Et que l’on n’incrimine pas une forme d’organisation sociale — capitaliste autoritaire — plutôt que toute autre. Certes, il ne nous est pas difficile de concevoir une société incomparablement moins mauvaise, plus logique, plus intelligemment organisée. Mais en outre de ce que sa réalisation plus ou moins lointaine est une hypothèse des plus controversables, il ne faut pas nous dissimuler qu’elle présenterait toujours des graves obstacles au développement de l’individu.

L’hypothèse d’un lendemain collectiviste nous présage une lutte féroce entre l’État et les quelques individualités désireuses de conserver leur autonomie. Même compris dans le sens le plus large — celui de nos camarades anarchistes-communistes — un groupement social tendra inévitablement à imposer à ses membres un seul et même credo idéologique… Ce sera encore la lutte entre l’Individu et la Société. Au lieu de lui disputer sa liberté et sa vie matérielle, il lui disputera son indépendance intellectuelle et morale. Et rien ne nous dit qu’aux Hommes de l’avenir — si cet avenir doit se réaliser — les péripéties de cette lutte ne seront aussi douloureuses que ne l’est aux hommes de ces jours la bataille pour le pain, pour l’amour, pour l’air libre !

Dans tout groupement social l’individualiste restera un rebelle.




Parce que nous constatons l’antagonisme existant entre l’individu et la société, il ne faudrait pas nous croire insociables. À plusieurs reprises cependant, des adversaires ont cherché à créer cette confusion.

La vie en société a des avantages, que nul d’entre nous ne songera jamais à contester. Fort bien. Mais égoïstes, désireux de vivre selon notre pensée, nous ne voulons pas accepter ses inconvénients même inéluctables. C’est un des traits caractéristiques de l’individualiste : « il ne se résigne pas, même devant ce qui est fatal. »

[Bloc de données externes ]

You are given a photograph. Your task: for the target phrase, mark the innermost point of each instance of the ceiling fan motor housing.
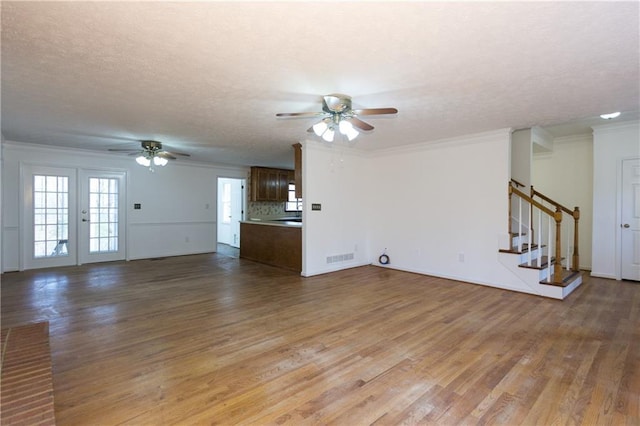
(151, 145)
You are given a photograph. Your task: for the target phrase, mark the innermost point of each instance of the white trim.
(614, 127)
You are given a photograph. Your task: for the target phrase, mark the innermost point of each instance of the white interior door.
(49, 214)
(101, 229)
(237, 210)
(230, 210)
(630, 225)
(224, 210)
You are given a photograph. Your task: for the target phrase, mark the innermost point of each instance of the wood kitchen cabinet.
(270, 184)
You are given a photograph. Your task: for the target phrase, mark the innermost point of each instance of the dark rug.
(26, 397)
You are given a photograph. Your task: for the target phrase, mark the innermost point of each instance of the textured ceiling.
(207, 78)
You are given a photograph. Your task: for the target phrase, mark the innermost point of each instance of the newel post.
(576, 254)
(557, 269)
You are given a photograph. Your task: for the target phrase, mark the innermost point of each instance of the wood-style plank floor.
(210, 339)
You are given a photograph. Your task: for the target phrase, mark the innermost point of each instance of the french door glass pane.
(103, 214)
(50, 216)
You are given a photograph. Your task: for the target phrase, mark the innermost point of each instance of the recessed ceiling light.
(610, 116)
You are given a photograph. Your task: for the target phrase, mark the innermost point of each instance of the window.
(293, 204)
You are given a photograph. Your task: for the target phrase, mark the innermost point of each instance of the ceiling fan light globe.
(143, 161)
(320, 128)
(328, 135)
(159, 161)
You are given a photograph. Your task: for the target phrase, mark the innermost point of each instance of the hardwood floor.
(219, 340)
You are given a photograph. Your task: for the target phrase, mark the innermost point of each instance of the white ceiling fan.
(151, 154)
(337, 115)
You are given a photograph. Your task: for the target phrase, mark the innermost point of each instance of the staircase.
(537, 238)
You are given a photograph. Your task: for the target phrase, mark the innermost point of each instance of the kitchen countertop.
(279, 222)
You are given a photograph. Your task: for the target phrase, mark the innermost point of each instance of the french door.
(101, 227)
(49, 217)
(72, 216)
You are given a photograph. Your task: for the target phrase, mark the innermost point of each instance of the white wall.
(521, 153)
(566, 175)
(438, 208)
(178, 214)
(611, 144)
(337, 178)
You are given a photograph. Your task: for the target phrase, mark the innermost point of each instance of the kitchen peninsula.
(274, 242)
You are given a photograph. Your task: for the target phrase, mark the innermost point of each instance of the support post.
(576, 254)
(510, 226)
(557, 269)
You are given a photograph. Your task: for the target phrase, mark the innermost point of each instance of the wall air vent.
(340, 258)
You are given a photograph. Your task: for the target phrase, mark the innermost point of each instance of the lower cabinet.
(272, 244)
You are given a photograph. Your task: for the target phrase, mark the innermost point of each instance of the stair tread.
(525, 249)
(568, 277)
(544, 260)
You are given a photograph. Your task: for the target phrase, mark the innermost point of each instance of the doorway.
(72, 216)
(630, 221)
(231, 206)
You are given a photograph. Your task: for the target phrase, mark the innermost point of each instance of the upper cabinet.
(270, 184)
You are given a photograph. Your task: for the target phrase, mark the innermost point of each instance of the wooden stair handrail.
(535, 193)
(575, 213)
(522, 185)
(557, 216)
(524, 196)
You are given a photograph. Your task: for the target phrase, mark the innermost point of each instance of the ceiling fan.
(151, 153)
(337, 114)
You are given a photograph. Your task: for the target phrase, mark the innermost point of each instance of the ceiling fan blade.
(299, 114)
(165, 154)
(360, 124)
(182, 154)
(123, 150)
(375, 111)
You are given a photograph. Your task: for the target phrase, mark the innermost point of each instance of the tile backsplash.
(268, 210)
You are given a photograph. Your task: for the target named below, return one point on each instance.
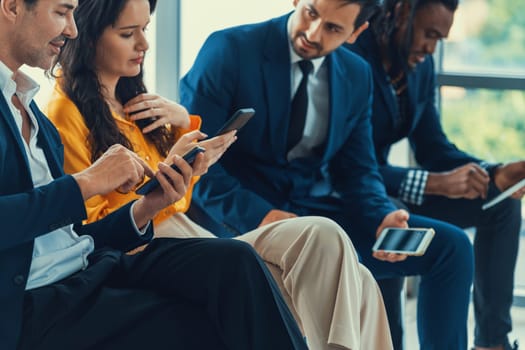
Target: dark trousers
(496, 245)
(446, 271)
(176, 294)
(392, 290)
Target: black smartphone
(237, 120)
(409, 241)
(153, 183)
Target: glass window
(199, 18)
(487, 36)
(489, 124)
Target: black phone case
(153, 183)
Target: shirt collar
(294, 57)
(19, 82)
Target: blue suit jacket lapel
(276, 70)
(53, 157)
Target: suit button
(19, 279)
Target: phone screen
(237, 121)
(402, 240)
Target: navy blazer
(432, 149)
(249, 66)
(28, 212)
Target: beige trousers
(333, 297)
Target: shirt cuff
(139, 231)
(490, 168)
(412, 187)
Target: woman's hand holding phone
(172, 185)
(215, 148)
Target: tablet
(409, 241)
(505, 194)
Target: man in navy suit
(65, 288)
(450, 184)
(331, 170)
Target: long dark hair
(78, 79)
(384, 27)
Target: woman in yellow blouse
(99, 101)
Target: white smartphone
(409, 241)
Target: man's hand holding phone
(397, 218)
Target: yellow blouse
(77, 154)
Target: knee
(458, 251)
(233, 252)
(324, 235)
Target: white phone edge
(507, 193)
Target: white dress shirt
(62, 252)
(317, 113)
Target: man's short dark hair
(368, 9)
(30, 3)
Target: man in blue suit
(74, 288)
(330, 169)
(450, 184)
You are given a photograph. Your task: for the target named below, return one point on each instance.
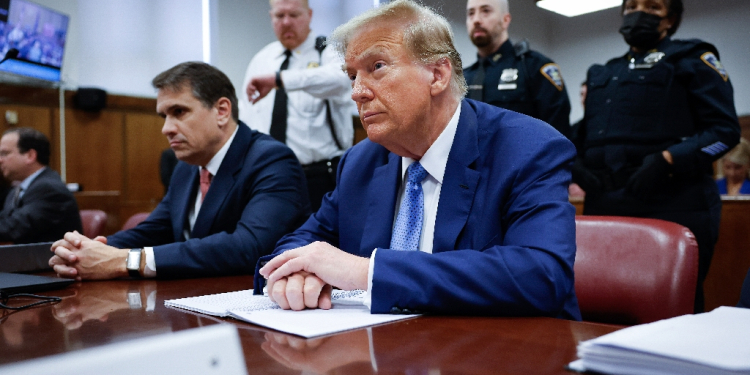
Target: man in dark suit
(233, 194)
(452, 206)
(40, 208)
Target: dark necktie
(279, 114)
(16, 196)
(476, 86)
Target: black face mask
(641, 29)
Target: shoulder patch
(711, 60)
(552, 72)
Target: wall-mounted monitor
(38, 33)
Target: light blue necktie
(408, 226)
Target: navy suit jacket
(46, 211)
(257, 196)
(504, 235)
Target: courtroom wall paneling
(144, 144)
(94, 149)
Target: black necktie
(279, 114)
(476, 86)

Si l’on entend par individu sociable celui qui ne gêne pas, ou gêne le moins possible son voisin, l’individualiste est sociable au premier chef. Par intérêt d’abord ; gêner c’est le plus souvent s’exposer à être gêné. Il laisse donc les autres vivre à leur guise, à condition toutefois qu’ils lui rendent la pareille. Il n’ignore pas les avantages de « l’association librement consentie », association temporaire de bonnes volontés, dans un but d’utilité pratique ; mais il ne veut pas non plus être dupe de l’idole Solidarité et se laisser absorber par une coterie, une chapelle ou une secte…

S’il est fort — et nous pensons qu’il n’est pas possible de s’affirmer soi sans être fort — il est d’autant plus sociable.

Les forts sont généreux, étant assez riches pour être prodigues : les révoltés les plus énergiques, les plus indomptables ennemis de la société, ont toujours été de grands cœurs.